City Residents Need To Be Informed
It should come as little surprise that only 12 people attended a public hearing, with only three speaking, on Monday during a public hearing on Jamestown’s 2017 budget proposal.
City officials haven’t given city residents much on which to give their opinion.
The budget process started in early October. Mayor Sam Teresi’s budget proposal came with a .96 percent tax levy increase — about $43,000 more than the state’s 2 percent tax cap — and a deficit of $878,736. Since then, City Council members have come up with a combined $53,000 in savings and increased revenues, lowering the deficit in the budget to around $825,000.

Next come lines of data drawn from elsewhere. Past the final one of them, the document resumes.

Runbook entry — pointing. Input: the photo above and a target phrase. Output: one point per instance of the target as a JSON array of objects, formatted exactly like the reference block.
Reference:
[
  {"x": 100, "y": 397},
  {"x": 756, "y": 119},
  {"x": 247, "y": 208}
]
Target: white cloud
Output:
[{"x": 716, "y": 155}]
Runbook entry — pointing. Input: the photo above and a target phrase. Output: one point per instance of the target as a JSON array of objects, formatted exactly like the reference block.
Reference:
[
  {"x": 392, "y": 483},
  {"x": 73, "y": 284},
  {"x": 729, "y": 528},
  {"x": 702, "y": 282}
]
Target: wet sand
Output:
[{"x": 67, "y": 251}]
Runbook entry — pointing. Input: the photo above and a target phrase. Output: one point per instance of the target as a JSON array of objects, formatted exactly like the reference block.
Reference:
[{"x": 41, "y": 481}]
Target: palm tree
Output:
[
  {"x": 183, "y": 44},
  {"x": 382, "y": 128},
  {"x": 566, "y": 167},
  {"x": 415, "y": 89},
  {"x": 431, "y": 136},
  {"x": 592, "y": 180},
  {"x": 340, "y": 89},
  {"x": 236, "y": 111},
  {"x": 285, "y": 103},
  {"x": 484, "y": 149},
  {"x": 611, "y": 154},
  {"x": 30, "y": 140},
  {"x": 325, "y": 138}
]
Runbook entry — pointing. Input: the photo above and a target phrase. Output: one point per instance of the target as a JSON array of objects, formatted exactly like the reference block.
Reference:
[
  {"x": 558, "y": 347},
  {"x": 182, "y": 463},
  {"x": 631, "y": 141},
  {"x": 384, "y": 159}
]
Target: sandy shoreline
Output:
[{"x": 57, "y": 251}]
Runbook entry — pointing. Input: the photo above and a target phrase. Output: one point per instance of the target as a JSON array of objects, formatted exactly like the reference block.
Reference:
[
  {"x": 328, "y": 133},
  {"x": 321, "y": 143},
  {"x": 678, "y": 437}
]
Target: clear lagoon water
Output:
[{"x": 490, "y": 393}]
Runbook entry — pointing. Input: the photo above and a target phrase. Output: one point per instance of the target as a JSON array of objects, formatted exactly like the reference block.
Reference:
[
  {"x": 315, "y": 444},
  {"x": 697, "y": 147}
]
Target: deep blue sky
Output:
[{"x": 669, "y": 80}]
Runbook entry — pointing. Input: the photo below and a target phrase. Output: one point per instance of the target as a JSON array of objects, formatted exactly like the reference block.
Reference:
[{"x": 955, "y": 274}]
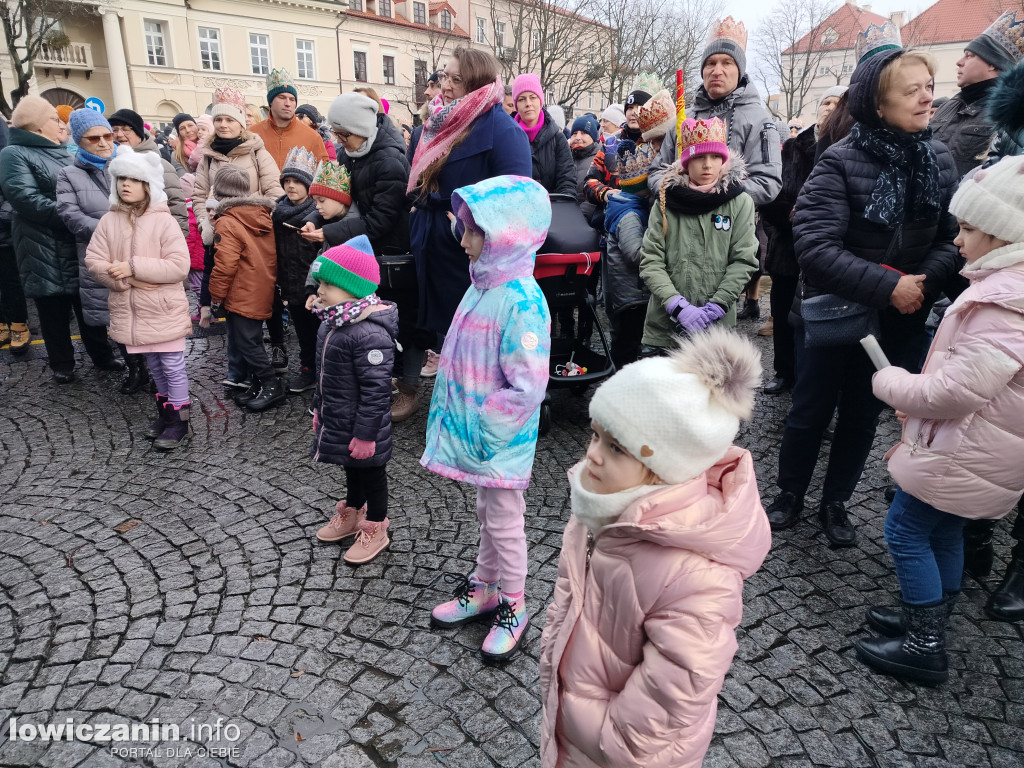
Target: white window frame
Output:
[
  {"x": 213, "y": 48},
  {"x": 254, "y": 47},
  {"x": 300, "y": 53}
]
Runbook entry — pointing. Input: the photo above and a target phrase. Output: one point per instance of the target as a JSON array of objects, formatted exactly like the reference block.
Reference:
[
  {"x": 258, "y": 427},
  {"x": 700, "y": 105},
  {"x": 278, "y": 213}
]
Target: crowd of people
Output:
[{"x": 886, "y": 216}]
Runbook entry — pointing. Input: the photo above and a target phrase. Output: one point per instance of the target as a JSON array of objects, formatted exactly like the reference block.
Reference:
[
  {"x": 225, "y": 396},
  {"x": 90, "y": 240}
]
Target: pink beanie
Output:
[{"x": 527, "y": 83}]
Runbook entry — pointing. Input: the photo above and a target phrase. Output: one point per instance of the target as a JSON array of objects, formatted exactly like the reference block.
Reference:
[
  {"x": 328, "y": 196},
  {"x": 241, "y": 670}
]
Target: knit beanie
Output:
[
  {"x": 702, "y": 137},
  {"x": 679, "y": 415},
  {"x": 729, "y": 37},
  {"x": 230, "y": 102},
  {"x": 180, "y": 118},
  {"x": 588, "y": 125},
  {"x": 332, "y": 181},
  {"x": 131, "y": 119},
  {"x": 993, "y": 200},
  {"x": 300, "y": 165},
  {"x": 82, "y": 120},
  {"x": 527, "y": 83},
  {"x": 353, "y": 113},
  {"x": 32, "y": 113},
  {"x": 351, "y": 266},
  {"x": 1001, "y": 45},
  {"x": 231, "y": 181},
  {"x": 142, "y": 166},
  {"x": 278, "y": 82}
]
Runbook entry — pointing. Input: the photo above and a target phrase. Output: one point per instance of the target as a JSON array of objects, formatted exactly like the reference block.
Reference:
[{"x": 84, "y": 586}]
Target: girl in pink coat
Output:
[
  {"x": 960, "y": 456},
  {"x": 667, "y": 523},
  {"x": 139, "y": 254}
]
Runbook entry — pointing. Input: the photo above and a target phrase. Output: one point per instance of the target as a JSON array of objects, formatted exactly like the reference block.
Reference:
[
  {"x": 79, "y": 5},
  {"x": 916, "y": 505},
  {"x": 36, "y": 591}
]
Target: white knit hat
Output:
[
  {"x": 678, "y": 415},
  {"x": 143, "y": 166},
  {"x": 993, "y": 200}
]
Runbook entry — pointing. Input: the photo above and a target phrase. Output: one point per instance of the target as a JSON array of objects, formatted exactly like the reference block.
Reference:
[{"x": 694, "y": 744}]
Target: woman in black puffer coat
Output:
[{"x": 871, "y": 225}]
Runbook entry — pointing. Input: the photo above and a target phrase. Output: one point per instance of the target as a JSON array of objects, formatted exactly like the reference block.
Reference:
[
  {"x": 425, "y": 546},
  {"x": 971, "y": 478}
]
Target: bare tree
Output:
[
  {"x": 793, "y": 42},
  {"x": 28, "y": 26}
]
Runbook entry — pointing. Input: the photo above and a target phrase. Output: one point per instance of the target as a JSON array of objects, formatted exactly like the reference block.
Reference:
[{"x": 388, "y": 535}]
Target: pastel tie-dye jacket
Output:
[{"x": 494, "y": 367}]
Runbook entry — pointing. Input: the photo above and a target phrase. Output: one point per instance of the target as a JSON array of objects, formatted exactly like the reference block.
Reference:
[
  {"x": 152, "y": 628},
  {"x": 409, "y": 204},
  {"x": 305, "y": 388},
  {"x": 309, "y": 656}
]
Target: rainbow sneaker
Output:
[
  {"x": 473, "y": 600},
  {"x": 510, "y": 624}
]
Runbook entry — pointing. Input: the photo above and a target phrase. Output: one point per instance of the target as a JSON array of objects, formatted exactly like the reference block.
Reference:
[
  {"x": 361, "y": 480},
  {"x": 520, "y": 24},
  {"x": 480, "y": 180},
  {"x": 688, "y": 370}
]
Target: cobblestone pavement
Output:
[{"x": 188, "y": 588}]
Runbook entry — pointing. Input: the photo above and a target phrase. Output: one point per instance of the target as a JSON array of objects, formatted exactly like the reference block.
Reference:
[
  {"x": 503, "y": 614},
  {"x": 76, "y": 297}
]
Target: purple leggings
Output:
[{"x": 168, "y": 371}]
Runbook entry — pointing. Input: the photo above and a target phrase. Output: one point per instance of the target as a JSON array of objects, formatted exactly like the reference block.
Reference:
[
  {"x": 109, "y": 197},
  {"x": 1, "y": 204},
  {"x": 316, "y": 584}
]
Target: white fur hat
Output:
[
  {"x": 678, "y": 415},
  {"x": 143, "y": 166}
]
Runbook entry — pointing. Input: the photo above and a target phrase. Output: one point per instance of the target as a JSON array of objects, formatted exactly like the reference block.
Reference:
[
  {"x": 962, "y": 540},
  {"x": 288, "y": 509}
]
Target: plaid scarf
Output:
[{"x": 448, "y": 124}]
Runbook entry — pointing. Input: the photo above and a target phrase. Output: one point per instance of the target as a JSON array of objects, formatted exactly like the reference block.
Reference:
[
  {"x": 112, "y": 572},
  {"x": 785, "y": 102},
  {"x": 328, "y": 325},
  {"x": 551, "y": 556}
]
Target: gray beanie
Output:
[{"x": 353, "y": 113}]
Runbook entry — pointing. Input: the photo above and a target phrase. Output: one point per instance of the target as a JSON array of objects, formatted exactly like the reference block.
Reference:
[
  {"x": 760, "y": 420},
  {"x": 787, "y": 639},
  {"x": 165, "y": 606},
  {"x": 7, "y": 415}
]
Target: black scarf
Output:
[{"x": 908, "y": 163}]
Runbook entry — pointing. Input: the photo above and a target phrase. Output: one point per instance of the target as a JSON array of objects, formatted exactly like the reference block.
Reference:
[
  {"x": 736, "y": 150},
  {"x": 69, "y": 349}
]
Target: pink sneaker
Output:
[
  {"x": 345, "y": 522},
  {"x": 473, "y": 599},
  {"x": 511, "y": 622}
]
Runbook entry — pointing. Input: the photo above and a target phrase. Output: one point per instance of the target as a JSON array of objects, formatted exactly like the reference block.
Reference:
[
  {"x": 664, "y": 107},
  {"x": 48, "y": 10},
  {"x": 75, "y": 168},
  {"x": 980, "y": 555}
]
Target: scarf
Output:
[
  {"x": 345, "y": 313},
  {"x": 446, "y": 125},
  {"x": 531, "y": 132},
  {"x": 619, "y": 205},
  {"x": 908, "y": 165}
]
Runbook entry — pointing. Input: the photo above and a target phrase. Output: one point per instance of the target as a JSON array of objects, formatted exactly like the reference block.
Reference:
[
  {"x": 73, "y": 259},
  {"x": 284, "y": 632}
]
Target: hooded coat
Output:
[
  {"x": 47, "y": 258},
  {"x": 753, "y": 134},
  {"x": 157, "y": 251},
  {"x": 493, "y": 374},
  {"x": 641, "y": 630},
  {"x": 695, "y": 255},
  {"x": 961, "y": 446},
  {"x": 245, "y": 267}
]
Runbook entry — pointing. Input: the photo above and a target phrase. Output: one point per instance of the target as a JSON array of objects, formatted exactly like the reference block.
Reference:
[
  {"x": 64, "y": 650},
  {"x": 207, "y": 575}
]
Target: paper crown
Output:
[
  {"x": 657, "y": 116},
  {"x": 728, "y": 29},
  {"x": 877, "y": 38}
]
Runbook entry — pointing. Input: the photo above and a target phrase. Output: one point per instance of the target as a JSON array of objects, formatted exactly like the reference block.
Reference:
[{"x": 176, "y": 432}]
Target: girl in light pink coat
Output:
[
  {"x": 667, "y": 523},
  {"x": 960, "y": 456},
  {"x": 139, "y": 254}
]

Asking city residents to comment on the budget, in its current state, isn’t really fair because city residents aren’t privy to the plan to fill that $825,000 gap. All we know is the city can’t close the gap with a huge tax increase because of the state’s constitutional tax limit. City residents might have more to say on the budget if they knew city officials were planning to balance the budget by borrowing money. They might have had something to say if there was any public discussion of cuts rather than the dry recitation of the city’s dire fiscal straits that we see every year during the budget process. We’re sure those talks are happening informally, but they need to be taking place in public where city residents who care about the budget — and their tax bill — can hear them.
Maybe then city residents would have something to talk about.